Ma, per rasserenare i complessi di colpa degli ambientalisti amanti delle bistecche, l’avvertenza più importante è che i calcoli dell’Ewg fanno riferimento agli Stati Uniti e ai metodi di allevamento americani e, in generale, di buona parte dell’Occidente. Cioè agli allevamenti intensivi e industriali, quelli con gli animali confinati nelle stalle e allevati a ritmi accelerati, grazie ad un mangime fatto non d’erba, ma di cereali. Nella catena produttiva, è nelle coltivazioni di queste granaglie (soia e granturco, in particolare) che incidono, in termini di emissioni, pesticidi, fertilizzanti, gasolio per i trattori e il trasporto. È una quantità  enorme di cereali: oltre 600 milioni di tonnellate vengono destinati, ogni anno, all’alimentazione dei bovini nelle stalle. Il fenomeno riguarda, quasi esclusivamente, i paesi industrializzati. Due terzi di quei 600 milioni di tonnellate di mangime vanno, infatti, nelle stalle dei paesi ricchi. L’America, soprattutto, che ne consuma un quarto, 150 milioni di tonnellate di soia e granturco per il suo bestiame.
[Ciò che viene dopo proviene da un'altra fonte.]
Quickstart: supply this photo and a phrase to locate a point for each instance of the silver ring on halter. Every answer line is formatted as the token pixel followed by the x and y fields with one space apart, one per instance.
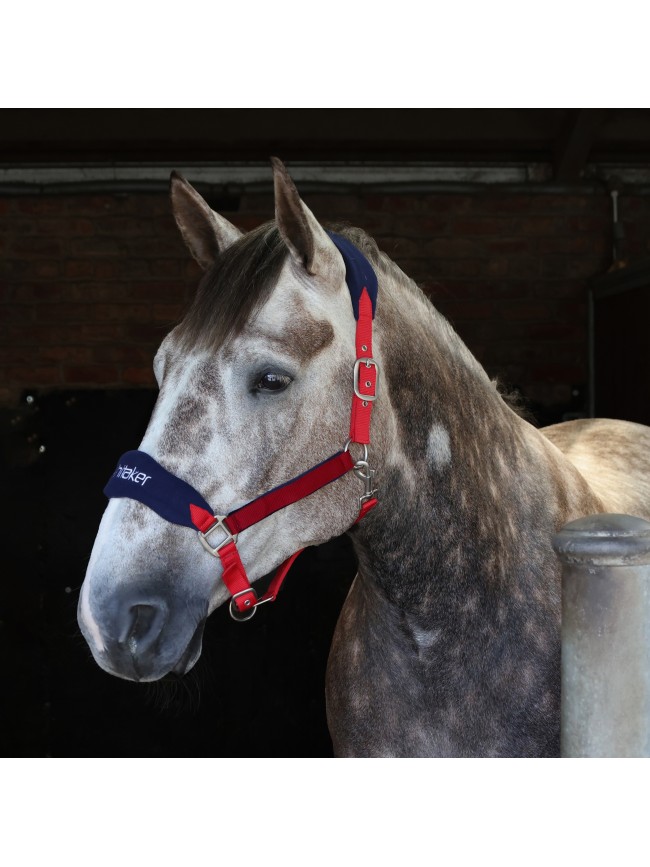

Con gli allevamenti industriali si ottiene più carne, ma, in termini generali, l’uso dei cereali come mangime è inefficiente: con quei 600 milioni di tonnellate di cereali, perfettamente idonei all’uso umano, si potrebbero sfamare un miliardo e mezzo di persone.
Metà  dei bovini del mondo, peraltro, vive fuori dalle stalle: l’allevamento all’aperto, a base di erba, su appezzamenti, normalmente, poco adatti alla coltivazione, taglia tutta la fase delle emissioni di gas serra, legata alla produzione dei cereali. In più, al contrario dei mangimi a base di soia o granturco, invece di sottrarre cibo all’uomo, ne aggiunge: il bovino allevato all’aperto trasforma in proteine mangiabili l’erba, che noi non possiamo mangiare. I vantaggi non si fermano qui e riguardano direttamente le emissioni di CO2. Un recente rapporto dell’Union of Concerned Scientists sottolinea che i pascoli sottraggono anidride carbonica dall’atmosfera e la immagazzinano nel suolo, al ritmo di una tonnellata di anidride carbonica per ettaro. Il pascolo risulta tanto più efficace, sotto questo profilo, quanto più è ricco di piante leguminose, che migliorano la qualità  dei foraggi e diminuiscono le emissioni di metano. Secondo il rapporto, una corretta gestione dei pascoli le può ridurre fino al 30 per cento. È l’alternativa suggerita dall’Environmental Working Group ai carnivori impenitenti. Bistecche e formaggi ottenuti in questo modo costano – è vero – di più. Probabilmente, quello che il vostro portafoglio ha risparmiato con il venerdì di magro.